- Born: Jane Theresa Dixon April 30, 1913 Owensboro, Kentucky
- Died: March 2, 2003 (aged 89) Greensboro, North Carolina, US
- Occupation: Writer
- Spouse: John Thomas Rice
- Children: 1

= Jane Rice =

American novelist

Jane Rice (April 30, 1913 – March 2, 2003) was an American science fiction and horror writer.

Her fiction debut was with "The Dream" in the July 1940 issue of Unknown, edited by the legendary sf editor John W. Campbell. During the war she published 10 stories in Unknown. Campbell purchased her first and only novel, Lucy, in 1943, and was holding it in inventory for a future issue when Unknown suddenly ceased publication late in 1943. Street & Smith held the manuscript for several years but after the war it vanished from their files. Rice had failed to preserve a carbon copy. Despite efforts to trace it on the part of scholars and editors it has not been located.

Her stories in Unknown were well received. Her slyly sensual werewolf story "The Refugee" from the October 1943 issue was selected by Campbell for his best of anthology From Unknown Worlds (1946) and it was also anthologized in Rivals of Weird Tales (1990) and the Library of America's American Fantastic Tales: Terror and the Uncanny from the 1940s to Now (2009), edited by Peter Straub. "The Idol of the Flies" from the June 1942 issue has also been frequently anthologized; it concerns an evil boy named Pruitt who has been called "one of the most monstrous children in literature".

After the war she wrote for the slicks and women's magazines, including Colliers, Ladies' Home Journal, Cosmopolitan, and Charm. After a hiatus lasting several years she wrote stories for The Magazine of Fantasy and Science Fiction in the late 1950s, and in 1966 published the story "The Loolies Are Here", written in collaboration with Ruth Allison under the name Allison Rice in the anthology Orbit 1 (1966), edited by Damon Knight.

In the 1980s she resumed writing with a number of atmospheric mystery short stories for Alfred Hitchcock's Mystery Magazine.

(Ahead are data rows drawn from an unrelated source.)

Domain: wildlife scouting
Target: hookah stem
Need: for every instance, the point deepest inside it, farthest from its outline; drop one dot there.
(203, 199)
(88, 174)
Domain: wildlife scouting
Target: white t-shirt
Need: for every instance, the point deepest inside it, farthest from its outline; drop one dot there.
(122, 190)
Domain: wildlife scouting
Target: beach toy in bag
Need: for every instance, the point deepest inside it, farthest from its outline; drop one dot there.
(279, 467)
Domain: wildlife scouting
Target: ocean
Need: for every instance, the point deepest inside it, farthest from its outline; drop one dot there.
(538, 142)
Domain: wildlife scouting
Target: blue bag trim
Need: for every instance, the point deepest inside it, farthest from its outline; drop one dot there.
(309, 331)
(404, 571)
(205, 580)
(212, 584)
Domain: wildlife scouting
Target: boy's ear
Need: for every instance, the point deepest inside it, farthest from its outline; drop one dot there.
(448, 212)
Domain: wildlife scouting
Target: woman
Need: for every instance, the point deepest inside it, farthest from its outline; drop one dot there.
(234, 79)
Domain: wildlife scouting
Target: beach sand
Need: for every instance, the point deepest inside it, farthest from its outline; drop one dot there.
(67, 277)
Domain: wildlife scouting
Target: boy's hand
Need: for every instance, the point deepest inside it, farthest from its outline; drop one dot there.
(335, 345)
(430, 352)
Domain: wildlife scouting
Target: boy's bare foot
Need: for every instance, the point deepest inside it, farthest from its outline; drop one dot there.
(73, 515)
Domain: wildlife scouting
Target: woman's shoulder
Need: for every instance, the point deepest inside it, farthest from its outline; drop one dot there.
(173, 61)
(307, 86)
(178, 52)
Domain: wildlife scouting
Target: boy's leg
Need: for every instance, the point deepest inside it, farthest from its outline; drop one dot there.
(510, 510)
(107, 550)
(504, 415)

In 1995 Necronomicon Press published her horror novelette The Sixth Dog as a chapbook. She did not live to see the publication of her second book, a collection of her short fiction called The Idol of the Flies and Other Stories, published by Midnight House in 2003 as a limited edition of 500 copies.

==Personal life==
Jane Rice was born Jane Theresa Dixon on April 30, 1913, in Owensboro, Kentucky, the daughter of Dr. James Thomas Dixon and Julia C. Lynch. Her father, a physician, died when she was 14, and the following year she was sent to Notre Dame, Indiana to be educated at Saint Mary's College. At St. Mary's she was president of the senior class and editor of the school paper, The Marionette. After graduating in 1930 she attended Webster College in Webster Groves, Missouri, a Catholic women's institution operated by the Sisters of Loretto. In June 1936 she was married in Owensboro to John Thomas Rice of Philadelphia, a businessman in the textile and leather industries. A gushing newspaper account described the bride as "an unusually charming and attractive young woman." They moved to Toledo, Ohio where in 1937 they had a son, and Jane took up writing while living there. After living in Chicago, Cleveland, and Darien, Connecticut, in 1960 the Rices settled in Greensboro, North Carolina, where John was a manager at a textile firm. They lived there for the remainder of their lives. A devout Roman Catholic, she strongly opposed abortion. Her husband preceded her in death. They were survived by their son.

Rice died at her home in Greensboro, North Carolina, in 2003, at age 89.